Q12. In fig 10.135, the measure of ∠B’A’C’ is
(a) 50°
(b) 60°
(c) 70°
(d) 80°
(b) 60°
(c) 70°
(d) 80°
Solution
From the figure
AB=A’B’=6cm
BC=B’C’ =5cm
∠B=∠B’=60°
So, By SAS Criteria,
∆ABC≅∆A'B'C'
So,
∠A=∠A’
⇒3x=2x+20
⇒3x-2x=20
⇒x=20
We have to find
∠A’B’C’=2x+20
=2×20+20=60
So, ∠A’B’C’=60°
Hence, here, option (b) is correct.
Q13. If ABC and DEF are two triangles such that
∆ABC≅∆FDE and AB=5cm, ∠B=40° and ∠A=80°. Then which of the following is true?
DF=5cm, ∠F=60°
DE=5cm, ∠E=60°
DF=5cm, ∠E=60°
DE=5cm, ∠D=40°
Solution
The above diagram, is according to question.
Since, Sum of all angles is 180°
∠A+∠B+∠C=180°
⇒80°+40°+∠C=180°
⇒120°+∠C=180°
⇒∠C=180°-120°=60°
Now, Since, ∆ABC≅∆FDE
Corresponding sides and angles will be equal
That means
DF = AB = 5cm
∠F=∠A=80°
∠E=∠C=60°
So, DF= 5cm, and ∠E=60°
That is option (c) here.
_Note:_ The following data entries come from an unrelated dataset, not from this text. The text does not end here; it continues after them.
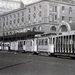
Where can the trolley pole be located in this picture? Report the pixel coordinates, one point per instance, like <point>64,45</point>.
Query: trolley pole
<point>3,37</point>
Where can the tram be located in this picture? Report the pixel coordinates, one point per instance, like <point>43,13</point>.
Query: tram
<point>57,44</point>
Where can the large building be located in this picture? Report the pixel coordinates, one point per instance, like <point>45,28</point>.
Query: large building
<point>44,16</point>
<point>9,5</point>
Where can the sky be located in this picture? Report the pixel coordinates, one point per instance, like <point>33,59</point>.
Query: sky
<point>27,1</point>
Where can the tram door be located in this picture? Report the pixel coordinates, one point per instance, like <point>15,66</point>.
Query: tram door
<point>29,45</point>
<point>20,45</point>
<point>51,44</point>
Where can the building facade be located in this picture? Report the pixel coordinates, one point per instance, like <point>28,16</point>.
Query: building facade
<point>7,5</point>
<point>44,16</point>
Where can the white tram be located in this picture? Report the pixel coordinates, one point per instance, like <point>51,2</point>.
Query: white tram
<point>57,44</point>
<point>64,44</point>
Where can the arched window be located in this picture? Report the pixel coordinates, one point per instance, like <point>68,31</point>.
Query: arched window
<point>63,28</point>
<point>34,28</point>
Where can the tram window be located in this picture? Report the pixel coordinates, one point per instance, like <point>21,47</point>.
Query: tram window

So, option (c) DF=5cm, ∠E=60° is correct.
Q14. In figure, 10. 136, AB ⟂BE and FE ⟂BE. If BC=DE and AB=EF, then ∆ABD is congruent to
(a) ∆EFC
(b) ∆ECF
(c) ∆ CEF
(d) ∆FEC
(b) ∆ECF
(c) ∆ CEF
(d) ∆FEC
Solution
From the diagram
BC=DE
BC+CD=DE+CD
BD=EC
Also, it is given AB ⟂BE and FE ⟂BE
That makes
∠ABD=90°
∠FEC=90°
Now consider triangles ABD and FCE
AB=FE (given in question)
∠ABD=∠FEC=90°
BD=EC
So, by SAS criteria, ∆ABD≅∆FEC
So, here, ∆ABD is congruent with ∆FEC.
So, here Option (D) is correct.
Q15. ABC is an Isosceles triangle Such that AB=AC and AD is median to base BC. Then ∠BAD=
(a) 55°
(b) 70°
(c) 35°
(d) 110°
(b) 70°
(c) 35°
(d) 110°
Solution
For Isosceles triangles, the median of unequal side, is perpendicular to the side.
So, AD is perpendicular to side AC
So,
∠ADB=∠90°
In triangle ABD,
∠ADB+∠ABD+∠BAD=180°
⇒90°+35°+∠BAD=180°
⇒125°+∠BAD=180°
⇒∠BAD=180°-125°=55°
So, ∠BAD=55°, hence, here option (a) is correct.
Q16. In fig 10.138, if AE II DC, and AB=AC, the value of ∠ABD is
(a) 70°
(b) 110°
(c) 120°
(d) 130°
(b) 110°
(c) 120°
(d) 130°
Solution
Since, AE∥DC
We can say,
∠ACB=∠1=70° (corresponding Angle)
Since,
AB=AC
Triangle ABC is isosceles triangle.
So, angles opposite to equal side will be equal
∠ABC=∠ACB=70°
Since, CD is straight line, ∠ABC and ∠ABD are linear pair
Therefore,
∠ABC+∠ABD=180°
70°+∠ABD=180°
∠ABD=180°-70°=110°
So, ∠ABD=110° , hence, here option B is correct
Q 17. In fig 10.139, ABC is isosceles triangle whose sides AC is produced to E. Through C, CD is drawn parallel to BA. The value of x
Solution
Since, opposite angles of equal sides of the isosceles triangle are equal, therefore
∠ACB=∠ABC=52°
∠ACB+∠ABC+∠BAC=180°
⇒ 52°+52°+∠BAC=180°
⇒ 104°+∠BAC=180°
∠BAC=180°-104°
∠BAC=76°
Since, AB II CD
∠ACD=∠BAC=76°
Since, ∠ACD and ∠CDE are linear pair.
∠ACD+∠CDE=180°
76°+x°=180° (from diagram, ∠CDE=x°)
⇒ x =180°-76°=104°
So, x=104, hence, here option (d) is correct.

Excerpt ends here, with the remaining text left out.